英屬哥倫比亞大學(xué)海洋動物學(xué)家盧卡斯·布羅茲表示:“水母突然大量增生會成為頭條新聞,不過沒有大量增生時,根本也沒有人想報道?!北M管一些水母物種似乎是在人類活動的干擾下增生的,比如在納米比亞沿海,過度捕撈可能已經(jīng)將生態(tài)系統(tǒng)帶入了一個由羅盤水母和水晶水母主導(dǎo)的新狀態(tài),但其他更為挑剔的物種似乎正在減少。世界上有幾個地區(qū)的研究人員都指出,他們碰到的水母物種變少了。
Meanwhile, if people are having more unpleasant encounters with jellyfish, is it because they're taking over the seas or because we are?
另一方面,如果人類與水母之間越來越常發(fā)生不愉快的相遇,那是因為水母接管了海洋,還是人類接管了海洋?
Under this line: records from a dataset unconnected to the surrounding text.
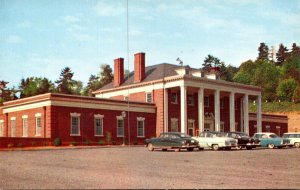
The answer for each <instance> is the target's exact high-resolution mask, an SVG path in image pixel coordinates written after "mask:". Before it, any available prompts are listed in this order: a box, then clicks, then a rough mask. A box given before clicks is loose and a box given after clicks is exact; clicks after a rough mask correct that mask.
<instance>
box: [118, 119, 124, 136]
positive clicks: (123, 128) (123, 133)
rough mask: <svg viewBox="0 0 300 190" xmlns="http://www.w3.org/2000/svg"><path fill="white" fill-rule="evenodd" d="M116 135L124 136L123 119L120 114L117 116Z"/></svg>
mask: <svg viewBox="0 0 300 190" xmlns="http://www.w3.org/2000/svg"><path fill="white" fill-rule="evenodd" d="M117 122H118V123H117V137H124V119H123V117H122V116H117Z"/></svg>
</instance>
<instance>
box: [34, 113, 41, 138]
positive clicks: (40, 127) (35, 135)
mask: <svg viewBox="0 0 300 190" xmlns="http://www.w3.org/2000/svg"><path fill="white" fill-rule="evenodd" d="M38 118H39V119H40V120H41V123H40V125H41V126H40V128H41V129H40V130H41V131H40V134H37V129H38V126H37V124H38V123H37V119H38ZM35 136H36V137H40V136H42V117H41V114H35Z"/></svg>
"Anytime we have an adverse encounter with jellyfish, it's because humans have invaded the oceans," Haddock says. "We're the ones who are encroaching into their habitat." Jellyfish are only doing what they've been doing generation after generation for hundreds of millions of years -- just pulsing along, silently, brainlessly, and, seen in the right light, gorgeously.
“我們在任何時候與水母的不愉快遭遇,都是因為人類入侵了海洋,”哈達克表示。“我們才是侵入它們棲息地的人?!彼钢皇亲鲋鼈償?shù)億年來一代代一直在做的事情:在水里靜靜地、無腦地脈動著,若是用對的眼光看它們,還能看出那姿態(tài)美妙非凡。